Bad News for the Brits

Here is a bit from an article by Martin Lewis on the Huffington Post that questions the quality of "leader" that the UK just elected:
Born 1966. Raised in a fabulously wealthy family as heir to a massive family fortune. His Conservative Party is committed to passing a tax cut that will only benefit the 3,000 richest families in the UK -- including his own of course.

...

A well-documented typical evening while Cameron was a member in the late 1980s consisted of the members taking over one of Oxford's fanciest restaurants for the night, eating the priciest food on the menu, ordering and quaffing copious quantities of the most expensive wines and champagnes -- and then totally trashing and destroying the entire restaurant, furniture and fittings. The coup de grace at the end of each such excursion was to go up to the traumatized, distraught restaurant owner and, in a gesture that dates back to the aristocrat-peasant relationship of centuries passed, contemptuously throw wads of banknotes at the hapless owner as recompense for the massive damage caused.

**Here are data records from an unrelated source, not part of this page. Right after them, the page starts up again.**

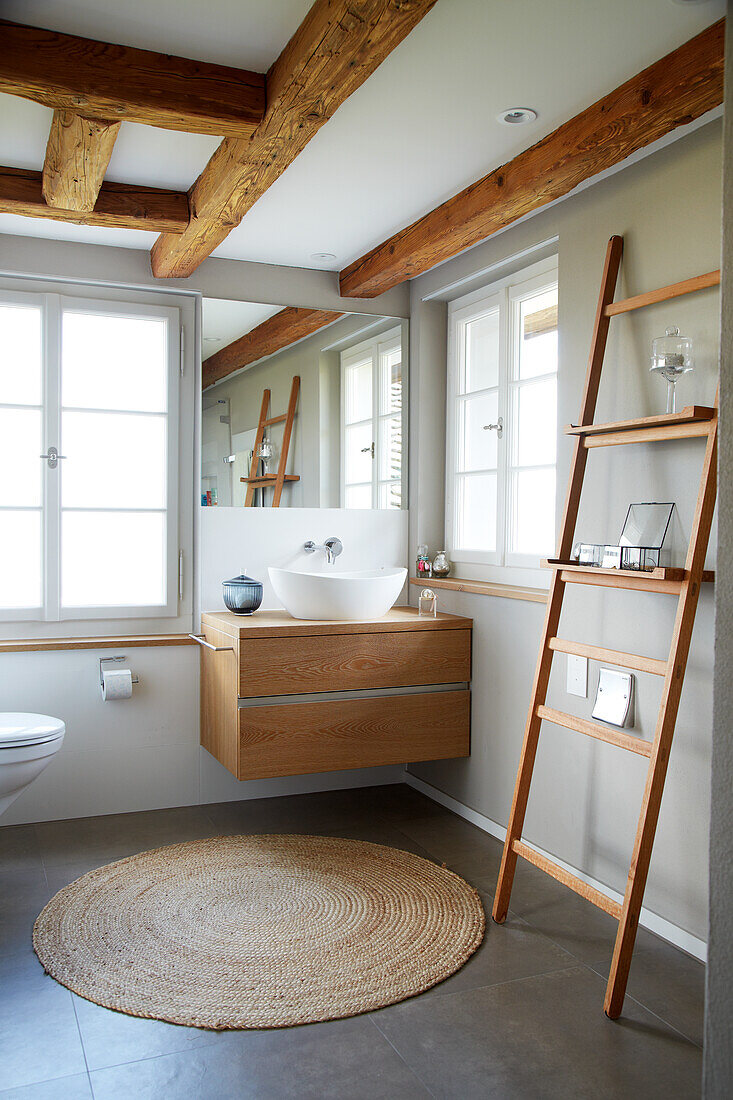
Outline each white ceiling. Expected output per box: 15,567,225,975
0,0,724,275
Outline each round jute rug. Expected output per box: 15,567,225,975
33,834,485,1030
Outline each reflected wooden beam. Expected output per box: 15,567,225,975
0,165,189,232
151,0,439,279
0,18,266,137
339,19,725,298
203,307,343,389
42,110,121,212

That is the background of Britain's new Prime Minister -- whose only employment other than climbing the greasy pole of Conservative Party politics to become party leader was a stint as corporate flack and spin-master for a down-market TV network.
There's a lot more by Lewis in his article. He is definitely not enchanted by the David Cameron election win.

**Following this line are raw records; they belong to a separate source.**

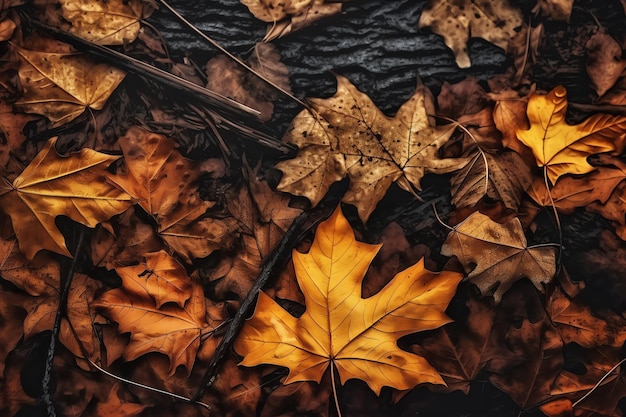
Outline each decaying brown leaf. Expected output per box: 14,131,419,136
95,384,149,417
532,0,574,22
14,46,126,126
586,31,626,97
418,0,523,68
0,137,133,259
516,86,626,184
440,211,556,302
275,75,463,222
235,207,463,394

One comment from a reader of the Lewis article points out that Lewis may be a bit over the top in his criticisms of Cameron:
There are vast differences between Cameron and Bush. Bush owed his 'success' solely to his father's position and not to any talent of his own - Bush was a C student, Cameron an intellectual by comparison - Bush's presidency was established courtesy of a Supreme Court stuffed with his daddy's appointees - Cameron's Prime Ministership was hammered out with Clegg and others.

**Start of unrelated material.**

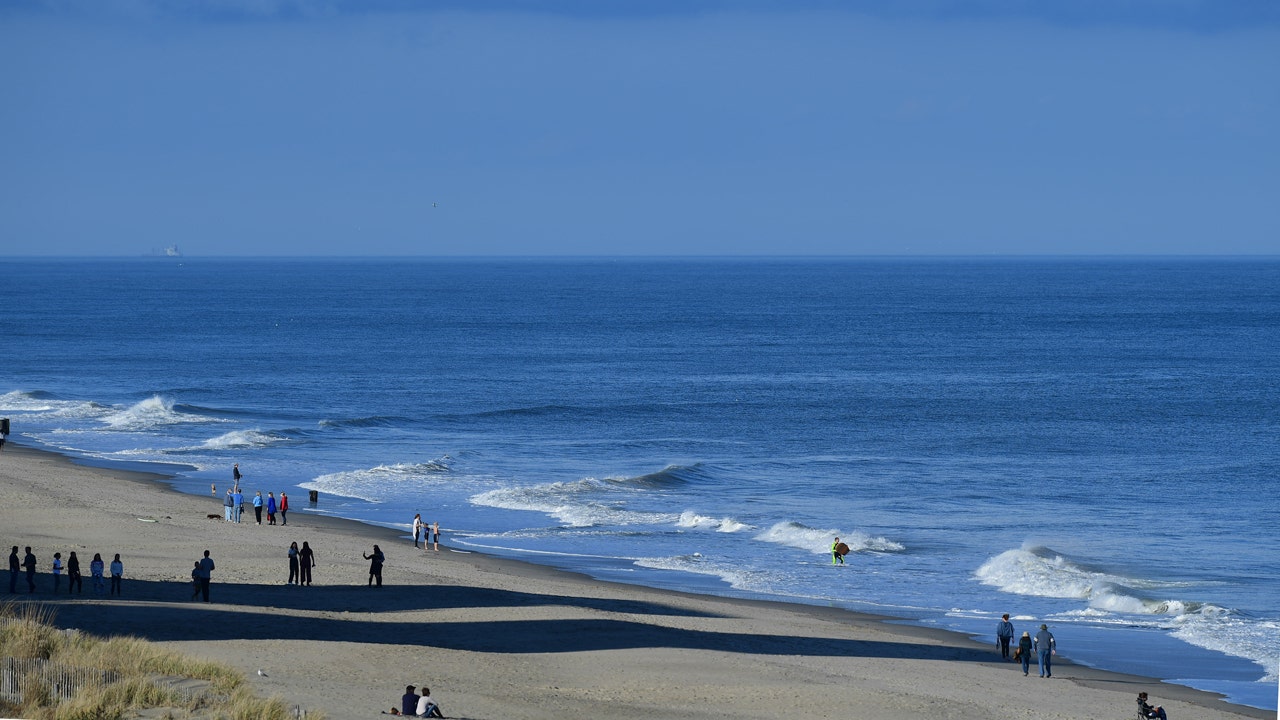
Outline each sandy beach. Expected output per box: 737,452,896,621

As for 'protecting the rich,' I wish! The Tories have already had to scrap the pledge to raise the Inheritance Tax threshold... what's next? By the way, IHT in UK begins at £350,000 - compare, please, to US, where it's what.... $2 m?
The truth will come out over time. But on the face of it, a Conservative Party win means that political power tips to the rich and away from the middle and lower classes. I'm all for a "throw out the rascals" approach to politics. But you don't want to throw out a set of small rascals only to let in a batch of even bigger rascals. It appears to me the UK has just made this mistake.